Discussions about what you do and do not want to explore sexually are just one example of an important kind of conversation to have about sex. You’ll also need to discuss

  • Your thoughts and feelings about reaching orgasm, or not
  • Your preferences when you want to change activities during sex
  • If something is uncomfortable or painful during sex
  • The meanings you attach to initiation of sex
  • The meanings you attach when your partner says no
  • What happens inside of you when something sexual doesn’t go as planned
  • And many, many more topics

The best way to inject some sexiness back into the relationship is to take a risk, to tell your partner the truth about what you really want–and to invite them to share their own unvarnished truth with you. Make a mutual vow not to freak out about what you hear. Create some safe space together to talk, and remember that discussing is not the same as doing.

As Esther Perel says, fire needs air. Letting go of the fear of rejection and allowing your partner to see your true self can be a surprisingly sexy experience.

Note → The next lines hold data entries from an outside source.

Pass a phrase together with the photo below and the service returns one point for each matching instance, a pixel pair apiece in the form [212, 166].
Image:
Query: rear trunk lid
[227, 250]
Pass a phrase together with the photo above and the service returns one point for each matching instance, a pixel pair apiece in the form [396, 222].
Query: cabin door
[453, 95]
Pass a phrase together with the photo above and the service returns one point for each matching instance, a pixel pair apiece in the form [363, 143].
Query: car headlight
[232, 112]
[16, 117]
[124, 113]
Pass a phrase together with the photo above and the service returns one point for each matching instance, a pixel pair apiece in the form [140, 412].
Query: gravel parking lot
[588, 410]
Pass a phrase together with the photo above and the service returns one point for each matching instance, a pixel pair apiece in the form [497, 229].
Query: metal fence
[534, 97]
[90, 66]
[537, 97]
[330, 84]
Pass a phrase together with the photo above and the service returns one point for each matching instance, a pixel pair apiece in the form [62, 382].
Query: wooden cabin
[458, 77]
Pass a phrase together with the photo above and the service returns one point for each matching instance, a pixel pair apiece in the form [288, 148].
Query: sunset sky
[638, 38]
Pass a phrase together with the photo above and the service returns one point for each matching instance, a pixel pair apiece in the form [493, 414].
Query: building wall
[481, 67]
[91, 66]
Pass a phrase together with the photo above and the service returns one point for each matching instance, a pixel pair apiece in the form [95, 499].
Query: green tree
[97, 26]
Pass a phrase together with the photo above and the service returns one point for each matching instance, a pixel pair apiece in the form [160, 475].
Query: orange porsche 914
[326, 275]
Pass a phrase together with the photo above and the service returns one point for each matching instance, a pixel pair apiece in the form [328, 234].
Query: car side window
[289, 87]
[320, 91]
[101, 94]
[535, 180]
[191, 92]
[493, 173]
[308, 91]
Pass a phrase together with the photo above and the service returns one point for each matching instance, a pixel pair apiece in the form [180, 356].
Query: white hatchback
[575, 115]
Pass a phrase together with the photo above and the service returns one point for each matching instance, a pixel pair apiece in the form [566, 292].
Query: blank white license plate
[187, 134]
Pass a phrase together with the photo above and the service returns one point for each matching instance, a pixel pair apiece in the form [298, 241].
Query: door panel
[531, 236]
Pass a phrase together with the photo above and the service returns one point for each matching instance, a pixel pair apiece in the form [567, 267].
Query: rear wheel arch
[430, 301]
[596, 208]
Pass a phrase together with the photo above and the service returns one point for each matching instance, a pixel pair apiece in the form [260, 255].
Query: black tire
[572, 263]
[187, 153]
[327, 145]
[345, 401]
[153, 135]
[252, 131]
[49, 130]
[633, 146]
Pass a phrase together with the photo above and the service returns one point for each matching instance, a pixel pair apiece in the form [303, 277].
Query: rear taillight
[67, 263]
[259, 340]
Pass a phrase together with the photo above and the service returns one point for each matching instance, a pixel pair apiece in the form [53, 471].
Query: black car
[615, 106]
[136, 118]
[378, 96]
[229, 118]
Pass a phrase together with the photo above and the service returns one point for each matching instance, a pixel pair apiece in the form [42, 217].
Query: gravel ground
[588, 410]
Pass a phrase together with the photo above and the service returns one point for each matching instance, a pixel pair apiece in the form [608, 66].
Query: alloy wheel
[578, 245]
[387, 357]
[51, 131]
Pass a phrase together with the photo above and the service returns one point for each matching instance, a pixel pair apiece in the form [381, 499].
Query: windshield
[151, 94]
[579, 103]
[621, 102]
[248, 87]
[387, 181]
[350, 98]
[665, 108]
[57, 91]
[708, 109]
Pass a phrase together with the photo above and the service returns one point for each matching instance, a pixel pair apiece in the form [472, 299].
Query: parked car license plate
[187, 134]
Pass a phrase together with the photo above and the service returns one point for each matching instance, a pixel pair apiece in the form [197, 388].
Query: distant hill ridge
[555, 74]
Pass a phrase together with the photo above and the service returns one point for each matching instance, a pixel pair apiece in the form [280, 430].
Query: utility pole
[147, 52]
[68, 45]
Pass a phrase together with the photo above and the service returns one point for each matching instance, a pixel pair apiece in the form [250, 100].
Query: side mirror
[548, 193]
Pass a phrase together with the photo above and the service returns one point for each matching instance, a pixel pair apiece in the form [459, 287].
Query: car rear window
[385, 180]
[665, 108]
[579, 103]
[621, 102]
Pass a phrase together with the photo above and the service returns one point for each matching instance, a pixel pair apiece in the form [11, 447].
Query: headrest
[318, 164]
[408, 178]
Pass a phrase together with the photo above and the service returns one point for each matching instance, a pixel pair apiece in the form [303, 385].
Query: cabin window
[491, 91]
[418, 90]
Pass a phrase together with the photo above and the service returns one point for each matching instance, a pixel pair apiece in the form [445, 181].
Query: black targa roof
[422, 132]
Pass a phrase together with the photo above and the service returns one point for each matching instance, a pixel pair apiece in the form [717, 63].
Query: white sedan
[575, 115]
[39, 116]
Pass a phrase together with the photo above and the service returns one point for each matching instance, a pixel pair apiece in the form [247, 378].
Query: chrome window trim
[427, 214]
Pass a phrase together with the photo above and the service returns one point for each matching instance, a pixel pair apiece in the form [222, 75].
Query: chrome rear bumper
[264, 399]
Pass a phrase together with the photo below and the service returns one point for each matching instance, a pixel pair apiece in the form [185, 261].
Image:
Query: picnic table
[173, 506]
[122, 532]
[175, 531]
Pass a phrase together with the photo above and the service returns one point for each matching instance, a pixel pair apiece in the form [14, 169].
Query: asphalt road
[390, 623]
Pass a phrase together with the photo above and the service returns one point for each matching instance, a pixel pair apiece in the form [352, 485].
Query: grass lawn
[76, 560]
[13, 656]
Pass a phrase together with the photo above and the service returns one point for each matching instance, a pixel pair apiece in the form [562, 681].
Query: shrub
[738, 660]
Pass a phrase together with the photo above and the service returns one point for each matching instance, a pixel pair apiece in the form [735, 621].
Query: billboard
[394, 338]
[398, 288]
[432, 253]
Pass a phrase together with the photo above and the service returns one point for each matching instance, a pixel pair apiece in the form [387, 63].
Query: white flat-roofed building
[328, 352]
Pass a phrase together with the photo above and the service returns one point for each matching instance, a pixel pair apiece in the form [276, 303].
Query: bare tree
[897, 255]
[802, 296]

7 Tips for Getting Creative: A Sex Therapist’s Guide to Trying New Things

  1. Learn about how you get turned on–and off. All too often we think about arousal as if it’s an off-on switch–you’re either turned on or you’re not. In reality, research shows that it’s more like an accelerator and a brake. Doing things that turn you on is like pushing the accelerator. No matter how hard you push, you’re still not going to get anywhere if you have your foot on the brake. However sexy you find the other person, if you’re in a situation that grosses you out, or if you’re worrying about that fight you had over breakfast, or whatever else hits YOUR brake, you’re probably not going to get turned on.
  2. Don’t be spontaneous. Spontaneity is great if you’re feeling safe, in charge, and able to easily say yes, no, or not now.  But if you’re nervous about something, being put on the spot will only make it worse. Do yourself and your partner a favor and talk things through a bit first. If either of you is nervous, definitely check in frequently as the action unfolds.
  3. Take your foot off the brake. Ask yourself what keeps you from experiencing desire. What hits the “off” button for you? What interrupts your groove? This is very individual, and there is no right or wrong answer. For some it helps to remove distractions, or find a good babysitter, or maybe take a bath or nap to get in a relaxed place, or go to the gym to get some energy flowing. Whatever it is for you, take some pressure off the brake so you and your partner can make the “on” button work better. If you can work together to take pressure off of both your brakes, both of you win!
  4. Help your partner get their foot off the brake, too. Talk to them about what helps them relax and help get them into a situation that feels comfortable. Be prepared to compromise and start with a less-intense version of the activity if necessary.
  5. Engage the accelerator. Now that you’re a little more relaxed, and your foot is easing off the brake, you and your partner can begin to explore what feels sexy and pleasurable to each of you. Let desire begin to bloom.
  6. NOW is a good time to introduce the new thing. Once you’re feeling connected, and sexy vibes are flowing, you are much more likely to move toward a new activity with curiosity rather than fear.

  7. Assess. If you and your partner enjoy the activity, great–you’ve discovered something you can add to your repertoire, and next time you almost certainly won’t be as nervous. If you’re on the fence, remember that familiarity and freedom to stop, start, and slow down can build over time into a resounding “yes!” You don’t have to cross it off the list entirely, but be careful not to pressure your partner to do something they feel uncertain about. That safe, permissive environment is what creates an ability to explore new things. If one or both of you realizes the new activity isn’t for you at this time, that’s okay. Relish the success: you have learned more about yourself and your partner, and strengthened your connection at the same time.